2025 ISAKOS Biennial Congress ePoster
A Machine Learning-Powered Decision Tool to Predict the Risk of Knee Arthroplasty in Patients with Osteoarthritis Using Plain Radiographs and Routine Clinical Data
Ahmed Elgebaly, MD, PhD, Ottershaw, Surrey UNITED KINGDOM
Atef Abdelrahman Hassan, MD, Cairo, Cairo EGYPT
Rawad K M Hammad, MD, Aylesbury, Buckinghamshire UNITED KINGDOM
Hassan Abdalla, MD, London UNITED KINGDOM
Mohamed A. Imam, MD, MSc, DSportMed, ELD (Oxon), PhD, FRCS, London UNITED KINGDOM
University of East London, London, London, UNITED KINGDOM
FDA Status Not Applicable
Summary
A machine learning-powered decision tool using clinical and imaging data accurately predicts the risk of knee replacement in osteoarthritis patients, with Random Forest and XGBoost models showing the best performance.

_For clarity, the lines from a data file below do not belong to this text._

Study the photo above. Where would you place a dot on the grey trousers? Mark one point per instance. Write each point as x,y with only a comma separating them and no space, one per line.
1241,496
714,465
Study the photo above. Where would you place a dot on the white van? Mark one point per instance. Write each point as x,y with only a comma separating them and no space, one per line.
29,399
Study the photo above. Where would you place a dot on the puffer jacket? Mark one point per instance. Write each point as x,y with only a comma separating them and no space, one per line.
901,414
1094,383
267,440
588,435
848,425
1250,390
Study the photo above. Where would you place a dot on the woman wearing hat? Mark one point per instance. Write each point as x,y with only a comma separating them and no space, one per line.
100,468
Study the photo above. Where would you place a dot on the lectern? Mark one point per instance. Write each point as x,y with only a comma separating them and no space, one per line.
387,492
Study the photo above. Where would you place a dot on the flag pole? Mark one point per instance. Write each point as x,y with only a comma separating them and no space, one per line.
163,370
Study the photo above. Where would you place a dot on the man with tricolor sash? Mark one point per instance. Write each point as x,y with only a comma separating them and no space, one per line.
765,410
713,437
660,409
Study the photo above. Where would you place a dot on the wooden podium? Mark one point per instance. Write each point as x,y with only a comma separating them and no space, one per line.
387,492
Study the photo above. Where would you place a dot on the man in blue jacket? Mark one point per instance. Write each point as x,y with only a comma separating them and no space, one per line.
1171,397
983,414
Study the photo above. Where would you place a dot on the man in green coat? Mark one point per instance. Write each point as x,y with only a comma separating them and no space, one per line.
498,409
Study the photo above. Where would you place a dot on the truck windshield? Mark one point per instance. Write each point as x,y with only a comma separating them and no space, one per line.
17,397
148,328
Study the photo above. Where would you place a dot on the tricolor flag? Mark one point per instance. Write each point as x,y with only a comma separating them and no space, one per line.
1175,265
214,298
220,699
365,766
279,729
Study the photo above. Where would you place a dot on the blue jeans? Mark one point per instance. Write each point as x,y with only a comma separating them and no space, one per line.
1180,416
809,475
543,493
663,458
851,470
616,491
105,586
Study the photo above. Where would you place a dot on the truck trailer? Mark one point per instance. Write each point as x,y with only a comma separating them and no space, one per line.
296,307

ePosters will be available shortly before Congress
Abstract
Introduction
Osteoarthritis (OA) stands as the most prevalent degenerative joint condition, profoundly affecting patients' mobility and quality of life while also imposing a considerable economic burden worldwide. As the global population ages and obesity rates increase, the incidence of OA is on the rise, leading to an anticipated surge in the demand for knee arthroplasty (KA). Although KA is highly effective, predicting which patients will require this surgery remains a significant challenge in clinical practice. Accurate prediction tools are needed to better inform treatment decisions and optimize patient outcomes. This study aimed to develop a practical machine learning (ML)-powered decision tool to accurately KA risk using a combination of routine clinical data and data from plain radiographs.
Methods
Data of 4,796 patients (12,813 knees) were retrieved from the Osteoarthritis Initiative (OAI) dataset, who were followed for at least five years. A wide range of demographic and clinical variables (such as age, body mass index, functional scores, and 12-Item Short Form Survey) and plain radiographic features (including Kellgren-Lawrence (K-L) grade and Osteoarthritis Research Society International [OARSI] grades) were selected. Missing values were addressed through median imputation for numerical variables and mode imputation for categorical variables. Categorical variables were then encoded using label encoding to facilitate model training. Feature selection was performed using mutual information (MI) scores, identifying the top features most relevant to the target variable. Nine ML models were evaluated using a train-test split (80% training, 20% testing) to predict the risk of 5-year KA. Class imbalance was addressed using the synthetic minority over-sampling technique. Model performance was assessed using precision and area under the receiver operating characteristic curve (AUC).
Results
The dataset comprised 12,813 entries with 52 variables, including clinical, demographic, and radiological features. Across the models, Random Forest (RF) and Gradient Boosting (XGBoost) models emerged as the most reliable for predicting KA. The RF had an accuracy of 94.62%, a precision of 95.24%, and AUC-ROC of 0.96 (95% confidence interval [CI] 0.94 to 0.97). Likewise, the XGBoost had an accuracy of 92.9%, but with a lower precision (73.3%). Nevertheless, the AUC-ROC for this model was 0.89 (95% CI 0.88 to 0.91). The Logistic Regression model achieved a high overall accuracy of 92.74%. However, its ability to detect knee replacement cases (the minority class) was limited, with a precision of 62.9%. The model's AUC-ROC was 0.84 (95% CI 0.81 to 0.88). Other models had lower performance metrics.
Conclusion
The ML-powered decision tool has a clinically relevant utility for predicting the risk of KA in patients with OA using routine clinical data and plain radiographs. RF and XGBoost emerged as the most effective for predicting KA, balancing sensitivity and specificity. The findings suggest that ML-based decision tools can potentially aid in the early identification of OA patients who may require KA.